If I remove that and add a check for N == 1 in the template (code below), the code fails compilation with "template instantiation depth exceeds maximum" but I'm not sure why. Are conditionals handled differently in compile-time?

#include <iostream>

template<int N>
struct NumberGeneration
{
    static void out(std::ostream& os)
    {
        if (N == 1)
        {
            os << 1 << std::endl;
        }
        else
        {
            NumberGeneration<N-1>::out(os);
            os << N << std::endl;
        }
    }
};

int main()
{
    NumberGeneration<1000>::out(std::cout);
}

Answer 1

Code generation and compilation doesn't branch depending on conditionals! Consider this:

// don't declare bar()!

void foo()
{
     if (false) { bar(); }
}

If you never declare bar(), this is a compilation error even though the inner scope can never be reached. For the same reason, NumberGeneration<N-1> is always instantiated, no matter whether that branch can be reached or not, and you have infinite recursion.

Indeed, the static analogue of conditionals is precisely template specialization:

template <> struct NumberGeneration<0> { /* no more recursion here */ };

Answer 2

The conditional if will not be handled at compile time.
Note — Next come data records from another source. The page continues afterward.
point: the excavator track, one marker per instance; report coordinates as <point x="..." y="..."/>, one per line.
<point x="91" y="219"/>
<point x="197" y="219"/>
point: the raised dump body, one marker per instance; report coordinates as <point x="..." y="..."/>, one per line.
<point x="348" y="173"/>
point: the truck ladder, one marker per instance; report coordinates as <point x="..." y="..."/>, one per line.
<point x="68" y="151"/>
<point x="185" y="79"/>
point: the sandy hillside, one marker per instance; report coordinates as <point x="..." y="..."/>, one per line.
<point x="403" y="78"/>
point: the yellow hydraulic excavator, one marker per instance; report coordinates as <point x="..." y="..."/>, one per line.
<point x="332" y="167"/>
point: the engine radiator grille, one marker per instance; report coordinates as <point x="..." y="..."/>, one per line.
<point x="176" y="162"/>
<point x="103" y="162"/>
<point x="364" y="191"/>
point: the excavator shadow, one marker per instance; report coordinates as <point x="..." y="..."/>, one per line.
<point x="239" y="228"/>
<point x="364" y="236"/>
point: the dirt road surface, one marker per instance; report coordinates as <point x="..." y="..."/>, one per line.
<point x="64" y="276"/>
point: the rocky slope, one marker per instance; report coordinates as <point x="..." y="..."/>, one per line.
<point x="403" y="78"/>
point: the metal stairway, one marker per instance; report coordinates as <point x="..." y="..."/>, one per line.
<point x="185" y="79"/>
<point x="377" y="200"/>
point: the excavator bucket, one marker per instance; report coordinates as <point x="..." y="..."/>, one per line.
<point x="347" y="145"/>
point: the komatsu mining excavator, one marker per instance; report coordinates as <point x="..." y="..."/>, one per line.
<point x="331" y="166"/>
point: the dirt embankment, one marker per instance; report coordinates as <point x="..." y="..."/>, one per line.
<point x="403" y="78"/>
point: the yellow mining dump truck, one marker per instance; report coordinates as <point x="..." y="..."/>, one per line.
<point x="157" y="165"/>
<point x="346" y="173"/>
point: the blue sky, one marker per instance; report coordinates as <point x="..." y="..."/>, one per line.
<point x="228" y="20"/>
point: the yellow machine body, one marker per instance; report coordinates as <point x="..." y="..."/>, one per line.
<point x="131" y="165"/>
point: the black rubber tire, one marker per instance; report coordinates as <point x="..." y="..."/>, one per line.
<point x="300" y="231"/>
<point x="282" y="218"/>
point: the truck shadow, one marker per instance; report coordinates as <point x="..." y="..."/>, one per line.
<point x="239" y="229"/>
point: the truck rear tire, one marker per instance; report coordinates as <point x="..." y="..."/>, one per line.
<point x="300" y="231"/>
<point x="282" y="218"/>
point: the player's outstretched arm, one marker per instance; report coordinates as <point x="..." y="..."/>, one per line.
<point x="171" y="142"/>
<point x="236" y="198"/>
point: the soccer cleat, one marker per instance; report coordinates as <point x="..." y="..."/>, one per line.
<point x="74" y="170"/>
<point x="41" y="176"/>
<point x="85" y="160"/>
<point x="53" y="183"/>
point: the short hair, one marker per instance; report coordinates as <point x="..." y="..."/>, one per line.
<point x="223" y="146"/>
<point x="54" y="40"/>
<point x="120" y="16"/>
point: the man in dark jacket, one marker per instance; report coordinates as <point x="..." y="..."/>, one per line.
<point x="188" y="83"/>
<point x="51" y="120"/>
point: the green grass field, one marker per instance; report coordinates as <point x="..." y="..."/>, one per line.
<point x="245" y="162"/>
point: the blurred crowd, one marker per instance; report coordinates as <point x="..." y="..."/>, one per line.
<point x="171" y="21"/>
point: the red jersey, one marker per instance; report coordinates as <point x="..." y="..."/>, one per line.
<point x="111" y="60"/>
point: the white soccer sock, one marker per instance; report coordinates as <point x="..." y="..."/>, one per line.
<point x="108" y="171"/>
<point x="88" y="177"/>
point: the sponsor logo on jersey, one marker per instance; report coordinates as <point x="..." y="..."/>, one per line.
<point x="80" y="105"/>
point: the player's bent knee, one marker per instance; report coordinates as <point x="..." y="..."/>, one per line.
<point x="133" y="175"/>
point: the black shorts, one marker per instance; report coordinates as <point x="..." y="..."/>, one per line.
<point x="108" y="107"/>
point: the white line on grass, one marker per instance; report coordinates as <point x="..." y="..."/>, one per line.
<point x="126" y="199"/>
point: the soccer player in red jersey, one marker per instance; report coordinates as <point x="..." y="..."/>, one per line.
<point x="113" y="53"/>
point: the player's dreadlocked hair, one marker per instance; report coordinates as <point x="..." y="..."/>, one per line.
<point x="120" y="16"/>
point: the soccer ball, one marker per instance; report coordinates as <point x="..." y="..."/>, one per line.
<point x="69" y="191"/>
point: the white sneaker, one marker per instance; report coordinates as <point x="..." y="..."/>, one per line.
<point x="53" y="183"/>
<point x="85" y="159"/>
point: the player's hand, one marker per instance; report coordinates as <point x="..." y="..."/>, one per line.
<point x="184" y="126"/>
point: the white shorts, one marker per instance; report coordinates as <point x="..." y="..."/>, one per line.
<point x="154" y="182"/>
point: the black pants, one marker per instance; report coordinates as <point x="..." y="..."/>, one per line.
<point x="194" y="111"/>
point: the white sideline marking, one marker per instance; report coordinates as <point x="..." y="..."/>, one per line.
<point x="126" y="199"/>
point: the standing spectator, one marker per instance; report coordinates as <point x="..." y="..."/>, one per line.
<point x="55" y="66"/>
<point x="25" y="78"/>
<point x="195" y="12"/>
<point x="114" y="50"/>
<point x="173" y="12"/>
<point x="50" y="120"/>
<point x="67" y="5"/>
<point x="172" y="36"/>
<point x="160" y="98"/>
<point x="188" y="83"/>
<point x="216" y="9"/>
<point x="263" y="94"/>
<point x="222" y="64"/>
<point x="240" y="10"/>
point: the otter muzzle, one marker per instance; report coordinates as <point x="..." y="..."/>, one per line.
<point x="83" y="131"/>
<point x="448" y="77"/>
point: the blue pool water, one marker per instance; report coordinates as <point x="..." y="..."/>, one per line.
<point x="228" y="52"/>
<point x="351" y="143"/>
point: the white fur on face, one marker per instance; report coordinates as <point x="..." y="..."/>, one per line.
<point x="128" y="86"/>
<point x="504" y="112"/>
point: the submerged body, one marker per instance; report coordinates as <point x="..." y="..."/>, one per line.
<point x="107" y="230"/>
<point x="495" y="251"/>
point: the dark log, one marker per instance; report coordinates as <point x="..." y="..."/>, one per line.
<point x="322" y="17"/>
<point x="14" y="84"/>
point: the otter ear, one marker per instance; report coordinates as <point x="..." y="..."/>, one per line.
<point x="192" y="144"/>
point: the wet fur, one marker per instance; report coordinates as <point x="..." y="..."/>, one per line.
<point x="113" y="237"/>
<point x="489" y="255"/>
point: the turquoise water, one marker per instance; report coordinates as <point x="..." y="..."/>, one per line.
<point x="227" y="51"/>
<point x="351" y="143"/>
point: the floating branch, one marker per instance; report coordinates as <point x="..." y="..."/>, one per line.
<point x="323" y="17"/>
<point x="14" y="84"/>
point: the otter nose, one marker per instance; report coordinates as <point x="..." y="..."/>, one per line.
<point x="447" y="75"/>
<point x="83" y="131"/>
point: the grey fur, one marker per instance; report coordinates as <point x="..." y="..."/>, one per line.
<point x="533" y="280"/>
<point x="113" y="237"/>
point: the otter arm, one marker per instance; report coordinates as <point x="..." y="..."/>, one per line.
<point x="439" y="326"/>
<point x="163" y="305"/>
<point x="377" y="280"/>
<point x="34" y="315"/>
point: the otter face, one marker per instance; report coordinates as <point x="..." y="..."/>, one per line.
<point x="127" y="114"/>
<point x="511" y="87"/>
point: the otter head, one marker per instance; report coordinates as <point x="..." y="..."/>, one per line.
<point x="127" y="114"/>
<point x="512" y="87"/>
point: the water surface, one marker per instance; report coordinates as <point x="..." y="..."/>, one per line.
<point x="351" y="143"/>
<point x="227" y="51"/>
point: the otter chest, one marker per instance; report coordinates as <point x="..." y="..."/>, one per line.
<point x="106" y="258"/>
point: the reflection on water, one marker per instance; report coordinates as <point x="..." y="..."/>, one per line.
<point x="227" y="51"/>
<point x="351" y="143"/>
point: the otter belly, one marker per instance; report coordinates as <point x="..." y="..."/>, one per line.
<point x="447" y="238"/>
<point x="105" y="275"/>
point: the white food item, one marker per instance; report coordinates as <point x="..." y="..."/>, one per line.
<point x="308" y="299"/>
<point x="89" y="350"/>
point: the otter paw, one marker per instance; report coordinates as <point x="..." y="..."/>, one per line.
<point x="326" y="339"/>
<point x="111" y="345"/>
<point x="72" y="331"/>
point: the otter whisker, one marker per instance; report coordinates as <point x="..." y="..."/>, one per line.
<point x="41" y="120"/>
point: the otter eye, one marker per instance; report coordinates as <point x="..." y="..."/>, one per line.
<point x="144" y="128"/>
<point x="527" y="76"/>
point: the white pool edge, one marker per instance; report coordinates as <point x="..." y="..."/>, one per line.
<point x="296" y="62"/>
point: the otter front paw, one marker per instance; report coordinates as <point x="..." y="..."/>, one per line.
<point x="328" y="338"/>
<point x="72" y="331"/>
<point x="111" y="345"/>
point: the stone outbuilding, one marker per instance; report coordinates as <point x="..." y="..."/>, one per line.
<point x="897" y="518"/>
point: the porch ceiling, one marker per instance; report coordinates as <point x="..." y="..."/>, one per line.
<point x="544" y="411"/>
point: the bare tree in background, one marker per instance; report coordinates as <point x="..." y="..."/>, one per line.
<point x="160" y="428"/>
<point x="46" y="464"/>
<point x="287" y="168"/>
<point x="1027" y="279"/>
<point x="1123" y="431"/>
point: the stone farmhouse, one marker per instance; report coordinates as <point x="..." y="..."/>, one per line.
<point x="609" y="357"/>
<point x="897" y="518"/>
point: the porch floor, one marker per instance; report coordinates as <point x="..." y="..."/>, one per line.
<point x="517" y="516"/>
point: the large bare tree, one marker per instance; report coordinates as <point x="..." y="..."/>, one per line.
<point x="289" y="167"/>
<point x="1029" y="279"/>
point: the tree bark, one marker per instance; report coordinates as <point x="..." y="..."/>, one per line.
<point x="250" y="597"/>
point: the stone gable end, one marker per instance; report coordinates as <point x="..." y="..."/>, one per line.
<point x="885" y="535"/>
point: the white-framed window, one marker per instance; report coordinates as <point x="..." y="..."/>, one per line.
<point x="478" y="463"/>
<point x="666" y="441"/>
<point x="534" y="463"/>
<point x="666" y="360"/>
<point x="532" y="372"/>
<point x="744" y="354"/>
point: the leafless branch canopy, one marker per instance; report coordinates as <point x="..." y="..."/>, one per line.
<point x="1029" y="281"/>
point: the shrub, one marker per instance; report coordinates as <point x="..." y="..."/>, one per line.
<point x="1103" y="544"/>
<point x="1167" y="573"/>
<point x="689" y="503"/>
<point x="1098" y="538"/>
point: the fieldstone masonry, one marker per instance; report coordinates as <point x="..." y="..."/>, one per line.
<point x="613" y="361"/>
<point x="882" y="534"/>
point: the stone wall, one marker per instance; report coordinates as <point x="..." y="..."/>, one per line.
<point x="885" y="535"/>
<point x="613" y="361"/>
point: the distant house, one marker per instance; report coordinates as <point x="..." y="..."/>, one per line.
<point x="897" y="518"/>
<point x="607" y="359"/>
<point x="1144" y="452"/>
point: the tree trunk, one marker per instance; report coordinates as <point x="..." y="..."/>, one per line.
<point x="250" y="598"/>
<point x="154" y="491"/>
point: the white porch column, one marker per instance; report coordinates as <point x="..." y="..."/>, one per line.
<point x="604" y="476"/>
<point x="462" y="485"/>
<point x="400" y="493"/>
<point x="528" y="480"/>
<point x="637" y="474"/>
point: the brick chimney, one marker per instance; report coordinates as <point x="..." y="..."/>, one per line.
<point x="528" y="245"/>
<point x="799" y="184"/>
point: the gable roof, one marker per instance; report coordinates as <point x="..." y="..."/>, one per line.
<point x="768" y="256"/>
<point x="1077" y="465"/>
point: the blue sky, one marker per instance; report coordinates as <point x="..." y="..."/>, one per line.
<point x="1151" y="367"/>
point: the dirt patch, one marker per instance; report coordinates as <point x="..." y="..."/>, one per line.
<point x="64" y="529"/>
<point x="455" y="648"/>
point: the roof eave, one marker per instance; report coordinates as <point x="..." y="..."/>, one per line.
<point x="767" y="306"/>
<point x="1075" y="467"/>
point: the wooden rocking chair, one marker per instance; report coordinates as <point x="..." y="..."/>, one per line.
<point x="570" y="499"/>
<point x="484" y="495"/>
It will be handled at runtime.

Thus, even for N=1, the compiler will generate NumberGenerator<0>, then NumberGenerator<-1> ... endlessly, until reaching template instantiation depth.

Answer 3

Templates are instantiated at compile time, the template special case prevents the compiler from recursing below 1 when compiling.

if-clauses are evaluated at runtime, so the compiler has already failed at compiling your code when it would have any effect.